Dheepan is solaced, and perhaps also troubled, by a recurring dream of an elephant’s flexing trunk amid a sighing wind—seemingly an allusion to home, strength, serenity, and (for any Sri Lankan Ganesh-worshipper) a transcendent reality that is only fleetingly acknowledged in an otherwise relentlessly gritty movie.
Yalini, conveyed with great subtlety by the South Indian stage actress Kalieaswari Srinivasan, finds employment caring for the invalid father of the local drug don, Brahim. Yalini and Brahim flirt a bit in tongues the other doesn’t understand. She’s less blank now, and Audiard’s camera finds her glinting sexuality—a confidential smile when leaving Brahim, the blue of a turquoise earring against her dark skin.
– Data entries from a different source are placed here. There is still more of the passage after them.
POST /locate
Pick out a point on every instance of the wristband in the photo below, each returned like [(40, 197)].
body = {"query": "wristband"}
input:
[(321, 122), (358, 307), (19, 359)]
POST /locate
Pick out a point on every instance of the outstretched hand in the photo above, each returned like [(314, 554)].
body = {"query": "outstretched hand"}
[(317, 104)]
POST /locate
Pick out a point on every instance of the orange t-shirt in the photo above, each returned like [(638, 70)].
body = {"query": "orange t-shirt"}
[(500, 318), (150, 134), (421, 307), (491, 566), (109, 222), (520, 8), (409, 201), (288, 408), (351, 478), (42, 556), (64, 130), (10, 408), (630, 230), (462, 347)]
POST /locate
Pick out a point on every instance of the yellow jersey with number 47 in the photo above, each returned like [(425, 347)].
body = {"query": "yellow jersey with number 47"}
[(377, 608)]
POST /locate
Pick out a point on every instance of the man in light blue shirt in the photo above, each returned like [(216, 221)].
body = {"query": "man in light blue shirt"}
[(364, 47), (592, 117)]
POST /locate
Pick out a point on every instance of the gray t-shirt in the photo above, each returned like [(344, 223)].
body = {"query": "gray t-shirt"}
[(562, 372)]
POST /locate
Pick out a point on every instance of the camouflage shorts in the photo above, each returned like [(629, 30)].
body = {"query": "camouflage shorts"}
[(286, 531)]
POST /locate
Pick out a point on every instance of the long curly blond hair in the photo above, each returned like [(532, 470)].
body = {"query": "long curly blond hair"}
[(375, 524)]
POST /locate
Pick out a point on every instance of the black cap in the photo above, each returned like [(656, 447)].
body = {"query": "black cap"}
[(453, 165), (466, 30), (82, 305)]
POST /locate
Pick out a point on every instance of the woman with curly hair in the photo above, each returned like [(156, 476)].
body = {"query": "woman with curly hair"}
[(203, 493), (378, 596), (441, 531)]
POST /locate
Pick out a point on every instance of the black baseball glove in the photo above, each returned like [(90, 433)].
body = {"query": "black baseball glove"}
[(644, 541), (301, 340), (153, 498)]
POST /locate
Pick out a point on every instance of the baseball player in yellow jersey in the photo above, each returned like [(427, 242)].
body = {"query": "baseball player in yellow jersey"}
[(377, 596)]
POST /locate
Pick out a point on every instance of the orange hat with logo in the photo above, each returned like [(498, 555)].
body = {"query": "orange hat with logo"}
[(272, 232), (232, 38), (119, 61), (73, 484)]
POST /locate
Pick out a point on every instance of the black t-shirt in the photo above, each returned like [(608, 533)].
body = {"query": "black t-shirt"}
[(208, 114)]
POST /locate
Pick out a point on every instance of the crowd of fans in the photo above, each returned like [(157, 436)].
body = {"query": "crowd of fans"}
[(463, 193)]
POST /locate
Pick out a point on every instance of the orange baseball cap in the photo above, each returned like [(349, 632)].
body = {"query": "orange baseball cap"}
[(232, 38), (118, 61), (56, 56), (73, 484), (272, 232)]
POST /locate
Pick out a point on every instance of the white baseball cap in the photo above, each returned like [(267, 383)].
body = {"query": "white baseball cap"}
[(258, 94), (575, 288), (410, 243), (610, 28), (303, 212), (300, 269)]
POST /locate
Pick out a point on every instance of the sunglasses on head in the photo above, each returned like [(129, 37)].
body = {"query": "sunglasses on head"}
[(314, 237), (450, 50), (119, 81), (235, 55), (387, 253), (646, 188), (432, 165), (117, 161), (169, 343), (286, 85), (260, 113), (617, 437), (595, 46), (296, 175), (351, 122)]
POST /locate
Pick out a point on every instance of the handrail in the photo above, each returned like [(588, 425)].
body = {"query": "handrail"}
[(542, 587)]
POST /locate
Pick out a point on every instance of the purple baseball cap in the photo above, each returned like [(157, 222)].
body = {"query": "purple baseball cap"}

But it’s Dheepan for whom she has authentic feelings, and one evening her hand rests on his and her bare back melts into the inky dark of the room into which she leads her impostor spouse.
Audiard’s handling of the behavior of his main characters, relative to each other, relative to the whole, is the achievement of Dheepan, and the fact that his main trio are Hindu allows him to make points about immigration that have nothing to do with French-Muslim tensions or recurring fears of terrorism. His film becomes more about the not easily compatible human instincts to adapt, forget, and remember.
As Dheepan comes into conflict with the leader of the local gang, Yalini first resolves to flee, then plays mediator between Dheepan and the callow young tyrant threatening to kill him. But the lovers are not sure they don’t in fact hate each other for standing in the way of each other’s happiness. In a riveting scene of emotional one-downmanship, Yalini volunteers for a body-search by Brahim’s men with the aim of traducing Dheepan’s virility, announcing, “He’s not my husband!” Dheepan responds by laying into the gang with fists and boots. Clearly, he is.
From the graphic violence of A Prophet, we know that Audiard does not shy from a slashed artery or two, and Dheepan ends up veering into a revenge scene that is, nonetheless, as impressionistic and unreal as the elephant dream sequences that have come before. Audiard has said that he wanted to give the Tamils “a violence of their own,“ though to what end remains unclear. The violence of this sequence is incompatible with the film’s happy-ever-after coda; it’s unconscionable that what these traumatized war-fugitives needed all along was a really good bloodbath.
The qualities of Dheepan lie elsewhere—in the construction of the family itself, and the wider questions it raises about the French state. One of the interesting features—prophecies, perhaps—of Audiard is his dismissal of France’s ability to police itself. In A Prophet he permits Malik the outrageously implausible feat of committing mass murder undetected in broad daylight in a crowded street. The French Republic is similarly absent from Dheepan, and the failure of any law enforcement agency to intervene in the carnage at the end seems of a piece with a country being overwhelmed by events.
There’s a quandary behind the West’s confused response to the refugee crisis. On the one hand, there’s the compassion we’re all taught—in my own case bundled in with other “Christian” values; the Good Samaritan has much to answer for. Yet on the other, the instinct, enshrined in the idea of the nation state, to protect one’s own space, resources, and monopoly over jobs and services. As Dheepan reminds us, the right of abode in an advanced Western country is in reality a jackpot attainable through ingenuity, selfishness, will-power, pluck, dishonesty, optimism, and good fortune. These are the qualities that millions of people, uprooted by wars and instability from Nigeria to Pakistan, have found indispensable as they move West in numbers unheard of since World War II, and that Audiard has artfully incarnated in Dheepan, Yalini, and Illayaal.